Why the hell do rockers need subscription services? This should be illegal. A rocker, which has absolutely zero maintenance upkeep from the company, should not be gouging their customers for money to use features they’ve already paid for.
No, I get it. CapITaLiSm. That’s why this is posted here. Yes, the above is rhetorical. It still pisses me off. I don’t typically advocate violence, but the people who made this business decision need to go take a very long walk off a short pier, with cinder blocks chained around their throats.
My apologies. I needed to vent. Carry on.
PS. This thing costs almost $1400 on Amazon, which is boasting a 20% discount, and the inventor Harvey Karp is complaining the company is not making enough money. You know who else is not making enough money right now? The Pitchfork and Torches store. That’s who.
The Pitchfork and Torches
They don’t work without a subscription.
While I agree, it’s a smart device, and servers aren’t free
Welp… Smart designer wouldn’t even have included a server. Bluetooth connection to the crib would have been enough. If it needs an app at all… Our motorized crib hat buttons you know. You are not gonna operate that thing remotely anyways.
It really isn’t unless they changed since we used it 5 years ago. It just had a microphone and went through several levels of rocking based on how much sound mics picked up. It worked whether it was connected or not. Internet was just for notifications. Your baby screaming is usually a pretty clear notification.
I told you bro. I fuckin’ warned you.
People have called me “paranoid” for years for pointing out that this kind of thing was going to happen, and it’s so much worse than I thought it would be but at least I’m vindicated.
Tech companies will literally murder or enslave you if they think it would be good for their bottom line. We know that’s true because tech companies are murdering and enslaving people in the global south because it’s good for their bottom line. Stop giving them money. Stop buying wifi-enabled garbage that spies on you for the police state.
Maybe it’s a good thing that people with entirely too much money are being forced to rock their own crying child instead of having a machine do it. Using robots to soothe your child is a Phillip K. Dick-esque dystopia. Obviously a crying child take a huge mental and physical health toll on everyone in a house, but in a country where poor people are being forced to give birth, maybe the rich people should have to suffer a little bit too.
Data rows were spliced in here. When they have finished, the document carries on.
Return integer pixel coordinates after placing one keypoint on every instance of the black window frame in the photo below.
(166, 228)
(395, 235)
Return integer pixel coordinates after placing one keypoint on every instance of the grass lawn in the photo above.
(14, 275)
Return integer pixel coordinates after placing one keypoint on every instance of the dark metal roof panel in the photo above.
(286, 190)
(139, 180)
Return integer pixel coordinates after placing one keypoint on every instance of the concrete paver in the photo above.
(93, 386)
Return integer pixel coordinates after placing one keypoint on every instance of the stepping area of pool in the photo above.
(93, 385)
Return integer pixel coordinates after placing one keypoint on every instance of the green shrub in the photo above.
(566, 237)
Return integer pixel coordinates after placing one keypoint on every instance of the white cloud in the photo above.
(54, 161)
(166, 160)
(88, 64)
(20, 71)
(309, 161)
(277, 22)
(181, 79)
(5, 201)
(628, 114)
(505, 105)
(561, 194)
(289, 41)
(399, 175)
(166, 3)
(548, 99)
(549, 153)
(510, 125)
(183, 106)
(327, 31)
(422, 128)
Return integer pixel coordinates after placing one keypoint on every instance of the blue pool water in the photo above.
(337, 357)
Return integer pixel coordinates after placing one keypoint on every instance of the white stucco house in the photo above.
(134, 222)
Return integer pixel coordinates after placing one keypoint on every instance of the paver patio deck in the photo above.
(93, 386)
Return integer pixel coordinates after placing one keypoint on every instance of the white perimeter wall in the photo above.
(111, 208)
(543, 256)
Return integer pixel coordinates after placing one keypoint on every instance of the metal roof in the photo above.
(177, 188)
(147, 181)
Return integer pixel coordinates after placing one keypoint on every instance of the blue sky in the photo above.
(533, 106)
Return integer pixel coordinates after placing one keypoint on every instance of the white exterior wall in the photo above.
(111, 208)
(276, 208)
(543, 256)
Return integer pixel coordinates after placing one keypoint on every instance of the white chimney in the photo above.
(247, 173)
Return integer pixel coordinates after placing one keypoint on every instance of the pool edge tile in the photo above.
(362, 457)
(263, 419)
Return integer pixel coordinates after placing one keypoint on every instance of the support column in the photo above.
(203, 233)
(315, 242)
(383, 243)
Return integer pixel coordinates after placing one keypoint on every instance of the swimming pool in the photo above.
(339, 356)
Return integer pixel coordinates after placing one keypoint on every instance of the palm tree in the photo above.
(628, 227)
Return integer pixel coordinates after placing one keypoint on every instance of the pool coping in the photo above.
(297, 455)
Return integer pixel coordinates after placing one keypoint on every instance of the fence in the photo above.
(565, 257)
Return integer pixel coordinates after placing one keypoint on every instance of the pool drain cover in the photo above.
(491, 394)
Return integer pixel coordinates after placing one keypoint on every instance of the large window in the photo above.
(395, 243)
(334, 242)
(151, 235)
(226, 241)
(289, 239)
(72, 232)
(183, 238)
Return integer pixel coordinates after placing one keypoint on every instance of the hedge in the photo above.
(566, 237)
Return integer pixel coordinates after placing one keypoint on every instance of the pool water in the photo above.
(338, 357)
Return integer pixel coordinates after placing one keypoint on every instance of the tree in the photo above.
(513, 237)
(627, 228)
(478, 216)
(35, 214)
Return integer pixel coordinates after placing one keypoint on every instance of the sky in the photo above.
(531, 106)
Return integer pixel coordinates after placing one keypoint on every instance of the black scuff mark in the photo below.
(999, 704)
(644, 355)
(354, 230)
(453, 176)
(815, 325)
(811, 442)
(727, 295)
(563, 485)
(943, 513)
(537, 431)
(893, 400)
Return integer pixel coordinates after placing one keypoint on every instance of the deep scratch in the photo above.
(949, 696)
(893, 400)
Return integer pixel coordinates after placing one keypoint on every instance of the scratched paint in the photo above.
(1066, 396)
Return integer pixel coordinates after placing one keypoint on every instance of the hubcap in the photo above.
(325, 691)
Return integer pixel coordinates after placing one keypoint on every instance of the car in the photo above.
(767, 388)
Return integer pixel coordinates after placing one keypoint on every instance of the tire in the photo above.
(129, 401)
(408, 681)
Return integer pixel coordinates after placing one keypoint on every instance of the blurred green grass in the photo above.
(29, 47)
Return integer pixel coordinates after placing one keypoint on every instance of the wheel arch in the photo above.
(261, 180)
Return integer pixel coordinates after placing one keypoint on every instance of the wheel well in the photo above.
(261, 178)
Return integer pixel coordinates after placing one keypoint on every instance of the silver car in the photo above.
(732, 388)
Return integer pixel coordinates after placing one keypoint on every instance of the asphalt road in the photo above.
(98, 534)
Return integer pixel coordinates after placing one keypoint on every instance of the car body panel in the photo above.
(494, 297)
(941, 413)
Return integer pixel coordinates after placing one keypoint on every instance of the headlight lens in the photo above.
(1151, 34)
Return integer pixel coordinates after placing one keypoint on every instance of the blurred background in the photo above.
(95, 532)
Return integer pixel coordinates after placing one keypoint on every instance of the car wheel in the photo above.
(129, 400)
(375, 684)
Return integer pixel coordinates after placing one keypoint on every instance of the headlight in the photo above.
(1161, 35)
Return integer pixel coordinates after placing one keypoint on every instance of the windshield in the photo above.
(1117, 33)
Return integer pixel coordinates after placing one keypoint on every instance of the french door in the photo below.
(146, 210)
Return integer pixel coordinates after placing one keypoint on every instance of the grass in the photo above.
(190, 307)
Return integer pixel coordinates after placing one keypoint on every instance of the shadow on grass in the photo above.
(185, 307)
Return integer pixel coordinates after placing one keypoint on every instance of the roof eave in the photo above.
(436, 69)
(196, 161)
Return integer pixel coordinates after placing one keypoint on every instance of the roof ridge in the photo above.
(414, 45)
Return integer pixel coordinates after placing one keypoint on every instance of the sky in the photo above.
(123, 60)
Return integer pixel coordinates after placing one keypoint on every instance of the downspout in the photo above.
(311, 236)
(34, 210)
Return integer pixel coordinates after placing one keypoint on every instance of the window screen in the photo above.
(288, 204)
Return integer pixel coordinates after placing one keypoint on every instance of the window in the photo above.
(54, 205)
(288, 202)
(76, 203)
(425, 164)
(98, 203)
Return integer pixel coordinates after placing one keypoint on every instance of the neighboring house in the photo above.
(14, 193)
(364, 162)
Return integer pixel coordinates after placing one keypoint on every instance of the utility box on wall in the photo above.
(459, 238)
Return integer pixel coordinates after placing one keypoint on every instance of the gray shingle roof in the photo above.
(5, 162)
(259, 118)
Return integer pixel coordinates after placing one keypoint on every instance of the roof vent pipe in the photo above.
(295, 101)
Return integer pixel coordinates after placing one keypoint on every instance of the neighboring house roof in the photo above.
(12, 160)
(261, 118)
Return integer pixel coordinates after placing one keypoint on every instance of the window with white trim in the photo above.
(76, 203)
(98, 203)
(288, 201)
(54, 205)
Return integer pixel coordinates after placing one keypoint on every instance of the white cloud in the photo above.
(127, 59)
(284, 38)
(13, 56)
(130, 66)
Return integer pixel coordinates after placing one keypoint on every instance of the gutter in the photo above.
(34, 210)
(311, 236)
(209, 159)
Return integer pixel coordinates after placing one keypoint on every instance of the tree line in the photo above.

Just another company taking part in the worldwide subscription model scam.
Here’s another one: LynkD. I have a few of their NFC padlocks. They’re not particularly well made, nor are they particularly secure, but they’re convenient and I like them to secure low-importance things like my gym locker or the shed at the back of my garden.
I wanted to buy more. LynkD informed me that the padlocks now require a subscription. It’s even written at the bottom of the product page:
Membership to these platforms costs $15/Month + $5/Device + $5/User with the first user free. An active membership is required in order to use this device.
Yes, you read that right: a fucking PADLOCK now requires a subscription.
The mind boggles…
Not only a subscription but one at an absolutely rip off price. Flat. Monthly cost, PLUS per device PLUS per user fees?
They’re going for property managers who can claim expenses.